Moi, en plus de la nationalité marocaine, j'ai la nationalité espagnole, mais je ne le dis jamais car les Espagnols n'aiment pas ça", affirme Driss, un chauffeur de taxi.

Driss, qui habite un quartier arabe de Melilla admet toutefois que de nombreux musulmans "refusent à la fois de s'intégrer et d'aller vivre au Maroc".

"Ils font les cinq prières par jour et rentrent chez eux après le boulot sans rien qui puisse les réunir avec les Espagnols", explique-t-il en affirmant que "les conditions d'adaptation sont carrément inexistantes".

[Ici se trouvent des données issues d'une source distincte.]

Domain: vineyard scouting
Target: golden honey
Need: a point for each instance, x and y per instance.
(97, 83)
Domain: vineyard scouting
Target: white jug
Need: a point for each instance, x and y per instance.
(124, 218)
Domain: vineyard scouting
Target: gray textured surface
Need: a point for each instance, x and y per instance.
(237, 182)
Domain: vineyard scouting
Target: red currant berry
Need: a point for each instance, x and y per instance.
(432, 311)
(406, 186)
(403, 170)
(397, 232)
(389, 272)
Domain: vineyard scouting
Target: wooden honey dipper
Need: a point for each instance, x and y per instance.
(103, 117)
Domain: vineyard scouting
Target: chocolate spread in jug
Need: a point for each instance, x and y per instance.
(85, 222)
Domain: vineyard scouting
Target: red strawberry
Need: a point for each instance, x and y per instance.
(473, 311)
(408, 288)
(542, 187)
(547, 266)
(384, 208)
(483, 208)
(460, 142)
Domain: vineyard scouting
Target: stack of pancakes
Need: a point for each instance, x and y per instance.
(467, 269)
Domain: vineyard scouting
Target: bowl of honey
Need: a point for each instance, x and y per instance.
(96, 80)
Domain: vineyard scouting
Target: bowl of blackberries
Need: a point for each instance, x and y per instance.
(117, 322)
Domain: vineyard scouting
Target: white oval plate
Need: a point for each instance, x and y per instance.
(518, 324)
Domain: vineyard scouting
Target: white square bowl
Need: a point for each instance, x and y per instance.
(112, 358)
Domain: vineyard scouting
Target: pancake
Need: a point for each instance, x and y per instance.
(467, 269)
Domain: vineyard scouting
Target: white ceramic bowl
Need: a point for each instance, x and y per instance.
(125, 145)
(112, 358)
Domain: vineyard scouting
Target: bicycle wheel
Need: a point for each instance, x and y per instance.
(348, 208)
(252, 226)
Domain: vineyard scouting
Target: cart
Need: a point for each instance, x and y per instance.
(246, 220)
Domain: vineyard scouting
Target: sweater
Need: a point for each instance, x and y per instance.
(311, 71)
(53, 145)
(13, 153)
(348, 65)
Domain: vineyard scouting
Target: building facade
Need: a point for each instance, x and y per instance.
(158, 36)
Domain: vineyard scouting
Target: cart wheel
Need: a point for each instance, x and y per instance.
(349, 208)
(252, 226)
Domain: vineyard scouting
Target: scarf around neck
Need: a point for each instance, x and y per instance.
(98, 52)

Le propriétaire musulman d'un café où des Espagnols étaient réunis autour d'un verre à l'ocasion de la visite du roi Juan Carlos, estime en revanche qu'"on peut s'intégrer si on le désire".

"Il y en a qui refusent de s'intégrer et avancent n'importe quoi pour expliquer leur isolement", dit-il sous le couvert de l'anonymat.


"Je suis musulman, je fais mes prières, mais rien ne m'empêche de partager les conditions de vie des Espagnols", dit-t-il en servant de la bière aux clients.

Mériem, 30 ans, femme d'origine marocaine habillée à l'occidentale, estime qu'elle n'a strictement aucun problème d'insertion. "Regardez, je prends un café aux côtés des chrétiens", dit-elle le sourire aux lèvres.

"La non insertion des musulmans marocains de Melilla est due à la politique suivie par le gouvernement local dirigé par le Parti populaire espagnol" (PP, droite), déclare à l'AFP Rachid Hussein, dirigeant d'une ONG basée à Nador, la ville marocaine voisine de Melilla.

"Je connais parfaitement leurs difficultés face à la politique du gouvernement local basée sur la discrimination". Cette politique, "n'offre pas aux musulmans marocains l'égalité des chances et leurs droits s'en trouvent bafoués en matière de santé, d'enseignement, d'emploi et de logement", ajoute-t-il.